Tuesday, April 20, 2010

to tell the truth


I went ahead and got back to work again this week. So now I can say for certain that this was it -- I took four months off after completing my last book (finished at the end of December) and just let things happen for a while.

So here we go again.

Okay, so I've been thinking about this Los Angeles Times Festival of Books panel that I'm speaking on this coming Saturday. If you remember from yesterday, the topic is Boys Will Be Boys: Guys Talk YA. So I started worrying about what "guys" are going to say about YA.

What if I say something -- you know -- like the truth?

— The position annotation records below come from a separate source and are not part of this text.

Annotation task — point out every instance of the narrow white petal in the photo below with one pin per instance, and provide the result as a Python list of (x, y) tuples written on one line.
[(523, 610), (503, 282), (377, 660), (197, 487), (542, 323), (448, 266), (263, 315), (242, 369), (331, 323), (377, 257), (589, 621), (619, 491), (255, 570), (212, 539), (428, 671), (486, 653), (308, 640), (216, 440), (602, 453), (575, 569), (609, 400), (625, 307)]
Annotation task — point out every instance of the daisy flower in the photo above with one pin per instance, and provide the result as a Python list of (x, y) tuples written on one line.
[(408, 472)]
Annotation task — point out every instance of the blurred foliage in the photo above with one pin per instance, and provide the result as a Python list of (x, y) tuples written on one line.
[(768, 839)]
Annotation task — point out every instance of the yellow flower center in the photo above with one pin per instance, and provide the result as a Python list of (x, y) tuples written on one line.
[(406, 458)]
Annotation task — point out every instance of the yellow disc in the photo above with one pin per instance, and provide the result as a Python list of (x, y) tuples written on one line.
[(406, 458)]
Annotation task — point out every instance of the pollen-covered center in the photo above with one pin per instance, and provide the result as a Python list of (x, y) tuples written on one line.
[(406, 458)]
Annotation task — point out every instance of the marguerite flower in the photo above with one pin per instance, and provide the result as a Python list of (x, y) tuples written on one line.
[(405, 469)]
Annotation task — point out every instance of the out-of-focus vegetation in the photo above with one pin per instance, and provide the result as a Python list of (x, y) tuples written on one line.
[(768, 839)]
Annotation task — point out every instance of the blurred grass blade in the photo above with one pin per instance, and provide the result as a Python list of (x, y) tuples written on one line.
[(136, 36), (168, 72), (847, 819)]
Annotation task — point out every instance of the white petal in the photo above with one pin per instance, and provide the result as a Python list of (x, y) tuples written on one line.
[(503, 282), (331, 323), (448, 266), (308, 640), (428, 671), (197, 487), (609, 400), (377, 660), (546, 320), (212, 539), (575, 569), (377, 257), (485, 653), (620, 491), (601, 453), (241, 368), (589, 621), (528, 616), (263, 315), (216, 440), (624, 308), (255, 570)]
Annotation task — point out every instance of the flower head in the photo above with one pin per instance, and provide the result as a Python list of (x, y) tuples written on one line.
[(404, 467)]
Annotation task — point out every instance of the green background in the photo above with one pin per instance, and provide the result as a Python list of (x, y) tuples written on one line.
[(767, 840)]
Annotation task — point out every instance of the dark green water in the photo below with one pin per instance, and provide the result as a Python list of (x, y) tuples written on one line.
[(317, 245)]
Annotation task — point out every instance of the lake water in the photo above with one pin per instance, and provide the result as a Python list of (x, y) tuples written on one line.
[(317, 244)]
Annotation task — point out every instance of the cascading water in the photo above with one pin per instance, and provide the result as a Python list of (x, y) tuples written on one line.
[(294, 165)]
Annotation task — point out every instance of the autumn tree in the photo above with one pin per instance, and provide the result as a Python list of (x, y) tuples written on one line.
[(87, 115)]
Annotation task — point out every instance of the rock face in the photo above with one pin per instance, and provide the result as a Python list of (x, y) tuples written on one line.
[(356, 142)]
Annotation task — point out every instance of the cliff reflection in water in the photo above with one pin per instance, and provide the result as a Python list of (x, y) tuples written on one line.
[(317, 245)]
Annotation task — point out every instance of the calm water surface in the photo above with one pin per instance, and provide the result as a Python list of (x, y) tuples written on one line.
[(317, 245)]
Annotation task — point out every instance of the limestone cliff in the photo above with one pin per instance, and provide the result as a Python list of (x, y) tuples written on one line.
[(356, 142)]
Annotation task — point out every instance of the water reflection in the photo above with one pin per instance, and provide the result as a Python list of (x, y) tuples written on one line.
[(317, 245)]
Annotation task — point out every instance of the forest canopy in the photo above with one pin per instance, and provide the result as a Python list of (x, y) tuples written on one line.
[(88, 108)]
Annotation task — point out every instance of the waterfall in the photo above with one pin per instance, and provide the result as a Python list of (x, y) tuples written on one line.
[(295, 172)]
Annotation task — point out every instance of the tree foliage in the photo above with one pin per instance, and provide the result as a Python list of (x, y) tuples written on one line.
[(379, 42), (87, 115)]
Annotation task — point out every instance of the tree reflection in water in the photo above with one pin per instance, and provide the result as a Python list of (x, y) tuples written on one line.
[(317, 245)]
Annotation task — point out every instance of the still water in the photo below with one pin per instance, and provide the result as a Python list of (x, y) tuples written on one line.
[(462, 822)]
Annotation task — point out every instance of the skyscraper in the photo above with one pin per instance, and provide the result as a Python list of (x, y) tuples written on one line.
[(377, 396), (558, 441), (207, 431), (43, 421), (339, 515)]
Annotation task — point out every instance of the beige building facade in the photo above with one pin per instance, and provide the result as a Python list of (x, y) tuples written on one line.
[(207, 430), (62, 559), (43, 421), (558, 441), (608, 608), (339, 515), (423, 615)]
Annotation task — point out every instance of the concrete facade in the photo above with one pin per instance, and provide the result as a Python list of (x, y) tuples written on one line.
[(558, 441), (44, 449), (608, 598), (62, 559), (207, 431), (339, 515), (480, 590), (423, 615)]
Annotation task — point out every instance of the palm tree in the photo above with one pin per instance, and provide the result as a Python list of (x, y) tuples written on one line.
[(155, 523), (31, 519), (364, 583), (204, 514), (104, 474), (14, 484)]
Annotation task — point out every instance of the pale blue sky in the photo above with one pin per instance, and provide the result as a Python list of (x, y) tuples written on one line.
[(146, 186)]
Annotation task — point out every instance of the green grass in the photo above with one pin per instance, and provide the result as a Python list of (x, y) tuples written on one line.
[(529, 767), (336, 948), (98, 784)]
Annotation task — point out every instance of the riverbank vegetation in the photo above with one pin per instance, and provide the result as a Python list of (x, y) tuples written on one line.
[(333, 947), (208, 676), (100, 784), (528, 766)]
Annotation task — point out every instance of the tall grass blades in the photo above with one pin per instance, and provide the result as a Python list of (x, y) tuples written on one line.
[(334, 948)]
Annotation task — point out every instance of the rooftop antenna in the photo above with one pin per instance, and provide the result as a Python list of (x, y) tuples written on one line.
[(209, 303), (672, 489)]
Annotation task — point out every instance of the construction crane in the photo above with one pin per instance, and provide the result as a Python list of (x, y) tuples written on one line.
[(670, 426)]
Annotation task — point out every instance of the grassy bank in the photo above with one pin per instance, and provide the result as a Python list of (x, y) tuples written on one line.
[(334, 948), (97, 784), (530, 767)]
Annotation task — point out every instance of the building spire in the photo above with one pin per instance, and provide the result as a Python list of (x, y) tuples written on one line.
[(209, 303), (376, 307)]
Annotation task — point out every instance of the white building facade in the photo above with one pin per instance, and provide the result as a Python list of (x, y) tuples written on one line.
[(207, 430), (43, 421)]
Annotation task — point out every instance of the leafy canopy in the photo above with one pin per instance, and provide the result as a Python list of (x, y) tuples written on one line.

If so, that could be pretty ugly. I'm afraid the moderator may scowl at me. That would frighten me.

What if I say that a lot of YA dumbs-down and marginalizes young people (girls and boys) and is written from out-of-touch, condescending perspectives by writers who project their own shallow, two-dimensional, obsessive preoccupations into characters that make me want to throw books against walls (which I have done, at times)?

What if I say that a lot of teachers and librarians "get it" -- that YA endorses an anti-male mindset, advanced by many authors, publishers, and booksellers -- that the "culture of YA" is blueprinted to turn boys away from literacy?

Maybe since the panel is "guys," and we're talking about YA, we should just stick to the basics and tell fart jokes.

I think I should just go back to work.